The last sentence may not apply in most cases.


----------



## James Kobel (Mar 24, 2009)

I would exchange it for pennies then eat one or two a day until I ran out. Then I would gnaw at my arms and legs.


----------



## WaffleCake (Mar 24, 2009)

Waffles.

edit: I'm also pretty good at betting on horses, maybe I'd try for some more cash (to buy more waffles).


----------



## ISuckAtCubing (Mar 24, 2009)

i would save it for dsi(if you think you have enough of cubes)


----------



## dChan (Mar 24, 2009)

I actually would not buy anything. But if you were to force me to buy something I guess I might go to Barnes & Noble and buy a graphic novel or something.


----------



## deco122392 (Mar 24, 2009)

hmmmm idddddddd save it for tomarow and go buy munchies for my buddies at ccd so we can have some munchums durring class (=


----------



## ConnorCuber (Mar 24, 2009)

I would spend some of it on a Dr.Pepper from 7-11, maybe buy something small on impulse, and save the rest for another day.


----------



## EmersonHerrmann (Mar 24, 2009)

James Kobel said:


> I would exchange it for pennies then eat one or two a day until I ran out. Then I would gnaw at my arms and legs.



I said you didn't need necessities...or would you just do that for fun? 

@Daniel: That would be a good idea.


----------



## James Kobel (Mar 24, 2009)

EmersonHerrmann said:


> James Kobel said:
> 
> 
> > I would exchange it for pennies then eat one or two a day until I ran out. Then I would gnaw at my arms and legs.
> ...



Both?


----------



## DavidWoner (Mar 24, 2009)

Save it for travel, probably to a comp. Experiences > possessions.


----------



## IamWEB (Mar 24, 2009)

I think this might be the 1337 thread of Off Topic...


----------



## ThePizzaGuy92 (Mar 24, 2009)

stock market.


haha


----------



## Dene (Mar 24, 2009)

If i had $20 I would pay 20 morons $1 each to never post on these forums again.

NOTE: This comment is NOT aimed at the thread starter, although it might sound like that.


----------



## darkzelkova (Mar 24, 2009)

It isn't enough to get what I want, so I'd put it in my wallet


----------



## daniel0731ex (Mar 24, 2009)

i might get a pair of Raiders and 100 strings (type 8)

or maybe a FreeHand Zero


----------



## ExoCorsair (Mar 24, 2009)

The OP asks if you >only< had $20. I'm surprised to see so many people being wasteful.


----------



## rachmaninovian (Mar 24, 2009)

i would buy candy.


----------



## TaiCheese (Mar 24, 2009)

I'd rather save it 4 a rainy day lol


----------



## VP7 (Mar 24, 2009)

Buy some flowers for the wife.


----------



## TheBB (Mar 24, 2009)

EmersonHerrmann said:


> I said you didn't need necessities...or would you just do that for fun?

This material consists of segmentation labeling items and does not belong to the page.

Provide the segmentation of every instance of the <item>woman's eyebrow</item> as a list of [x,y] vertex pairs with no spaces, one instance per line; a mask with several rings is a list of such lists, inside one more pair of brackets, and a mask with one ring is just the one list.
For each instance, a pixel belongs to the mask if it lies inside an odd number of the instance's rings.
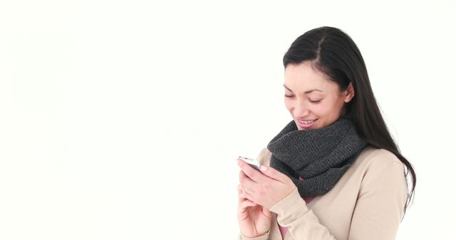
[[[289,91],[290,91],[290,92],[293,92],[293,91],[291,91],[291,89],[289,89],[289,88],[288,88],[286,86],[285,86],[285,84],[284,84],[284,87],[285,87],[285,88],[286,88],[286,89],[287,89]],[[314,92],[314,91],[318,91],[318,92],[323,92],[323,91],[322,91],[322,90],[317,89],[310,89],[310,90],[307,90],[307,91],[306,91],[306,92],[304,92],[304,94],[309,94],[309,93],[311,93],[311,92]]]

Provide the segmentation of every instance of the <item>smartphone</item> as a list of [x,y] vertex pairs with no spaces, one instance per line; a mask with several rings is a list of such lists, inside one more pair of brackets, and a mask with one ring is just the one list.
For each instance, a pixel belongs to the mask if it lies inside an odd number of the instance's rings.
[[[242,159],[244,162],[246,162],[247,164],[249,164],[251,167],[254,168],[254,169],[260,171],[259,170],[259,163],[253,158],[246,158],[246,157],[243,157],[243,156],[239,156],[239,159]],[[261,172],[261,171],[260,171]]]

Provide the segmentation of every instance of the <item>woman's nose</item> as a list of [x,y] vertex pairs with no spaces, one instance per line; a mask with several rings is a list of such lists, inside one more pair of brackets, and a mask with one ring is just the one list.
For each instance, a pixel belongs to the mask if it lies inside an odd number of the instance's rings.
[[304,117],[310,113],[309,106],[304,101],[297,101],[294,107],[294,116],[296,117]]

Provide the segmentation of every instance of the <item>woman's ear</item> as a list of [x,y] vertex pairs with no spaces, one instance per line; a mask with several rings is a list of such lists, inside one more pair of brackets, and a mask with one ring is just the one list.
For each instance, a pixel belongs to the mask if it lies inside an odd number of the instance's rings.
[[351,99],[355,97],[355,89],[353,89],[353,85],[350,82],[348,84],[348,87],[347,87],[347,89],[345,90],[346,96],[343,102],[348,102],[351,101]]

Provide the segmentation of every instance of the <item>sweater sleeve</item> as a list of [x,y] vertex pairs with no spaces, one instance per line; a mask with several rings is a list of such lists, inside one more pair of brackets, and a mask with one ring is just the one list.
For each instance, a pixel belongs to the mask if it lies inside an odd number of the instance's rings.
[[335,239],[328,229],[320,224],[313,211],[307,208],[298,188],[269,210],[277,214],[277,222],[288,227],[294,239]]
[[[393,162],[361,186],[348,239],[394,239],[407,197],[403,165]],[[299,195],[297,188],[272,206],[277,221],[288,227],[294,239],[336,239],[320,224]]]
[[395,239],[407,193],[403,164],[390,163],[361,186],[348,239]]

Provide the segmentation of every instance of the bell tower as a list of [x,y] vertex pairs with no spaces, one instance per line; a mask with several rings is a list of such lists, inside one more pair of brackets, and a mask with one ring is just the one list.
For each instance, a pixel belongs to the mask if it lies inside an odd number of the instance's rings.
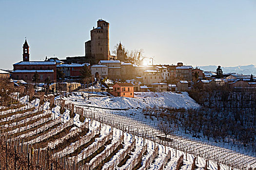
[[23,61],[29,61],[29,47],[27,42],[27,39],[25,40],[25,43],[23,45]]

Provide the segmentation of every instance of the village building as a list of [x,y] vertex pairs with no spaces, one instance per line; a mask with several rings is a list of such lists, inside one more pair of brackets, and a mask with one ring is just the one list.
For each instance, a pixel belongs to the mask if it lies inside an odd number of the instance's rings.
[[177,87],[177,85],[173,84],[168,85],[167,86],[167,91],[178,91],[178,87]]
[[133,78],[133,67],[132,63],[121,62],[121,77],[124,79]]
[[224,85],[228,81],[225,79],[214,79],[210,82],[210,85]]
[[127,57],[124,49],[122,47],[121,42],[119,43],[118,50],[117,51],[117,60],[123,61]]
[[168,68],[164,66],[156,66],[155,68],[156,70],[161,72],[161,77],[163,80],[167,80],[170,74],[168,73]]
[[50,85],[50,91],[56,92],[57,90],[61,91],[71,92],[81,87],[81,84],[76,82],[60,82],[54,83]]
[[105,65],[93,65],[90,67],[92,75],[96,78],[105,78],[108,76],[108,67]]
[[151,85],[152,83],[160,83],[161,78],[161,72],[155,69],[147,69],[143,71],[142,76],[144,85]]
[[191,66],[183,66],[182,63],[178,63],[176,67],[176,79],[177,80],[192,80],[192,69]]
[[71,64],[60,64],[57,67],[64,74],[65,77],[78,78],[81,76],[81,70],[85,65],[89,66],[88,64],[72,63]]
[[134,85],[129,83],[116,83],[110,93],[116,97],[134,97]]
[[109,60],[109,23],[102,19],[91,30],[91,40],[85,42],[85,58],[95,64],[100,60]]
[[0,79],[9,79],[10,73],[7,71],[0,69]]
[[23,46],[23,61],[13,64],[12,77],[14,79],[32,82],[33,76],[37,72],[39,75],[39,82],[43,82],[47,79],[56,82],[56,62],[30,61],[29,49],[26,39]]
[[141,92],[147,92],[149,91],[148,87],[146,85],[141,85],[139,87],[139,89]]
[[163,83],[155,83],[151,84],[153,90],[156,92],[167,91],[167,84]]
[[188,82],[187,81],[180,80],[177,83],[178,91],[184,91],[188,90]]
[[121,78],[121,62],[119,60],[100,60],[98,65],[108,67],[108,77],[111,79]]
[[193,77],[195,77],[195,75],[197,74],[198,78],[204,78],[204,73],[203,70],[196,68],[192,70],[192,75]]

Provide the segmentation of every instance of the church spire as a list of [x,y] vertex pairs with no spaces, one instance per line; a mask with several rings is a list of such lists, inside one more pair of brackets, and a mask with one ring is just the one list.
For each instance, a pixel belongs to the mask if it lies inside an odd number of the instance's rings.
[[123,50],[122,48],[122,45],[121,44],[121,41],[119,43],[119,46],[118,47],[118,50]]
[[27,42],[27,38],[25,38],[25,42],[23,45],[23,61],[29,61],[29,46]]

If I _only_ have $20 I very likely need necessities...


----------



## ccchips296 (Mar 24, 2009)

BUY SOME OVERPRICED ICE CREAM


----------



## Lord Voldemort (Mar 24, 2009)

Buy a stackmat.


----------



## fanwuq (Mar 24, 2009)

I don't get it. Money would be pointless in a society where you can get all necessities for free. 
I would buy gold and hide it some where just in case the country becomes capitalist.


----------



## Deleted member 2864 (Mar 25, 2009)

hmm... I'd blow it on dave and busters =b

...or I could go to my local (AWESOME) pizza restaurant and order me a supreme =)


----------



## MistArts (Mar 25, 2009)

Tell someone to give me $100 for all the money I have, then save it.


----------



## Odin (Mar 25, 2009)

I would buy a realistic air soft gun ( http://www.kapowwe.com/Merchant2/me...egory_Code=Airsoft_gas_blowbacks&Store_Code=R ) then a ski mask ( http://www.amazon.com/Ski-Mask-Eye-Hole-Black/dp/B00063W2CU ) . With the money left over I would use it to get some black paint so I could paint the tip of the fake gun. After all of that was done I would rob a convenient store. Just Kidding. I would buy some CRC and some stickers.


----------



## deco122392 (Mar 25, 2009)

@ odin: hah wow, someones had some synical toughts at some point


----------



## Alpha Shenron (Mar 25, 2009)

I have 20 I'm saving right now to buy Pokemon Platinum. I need about 10 more dollars right now.


----------



## rahulkadukar (Mar 25, 2009)

I need some new stickers


----------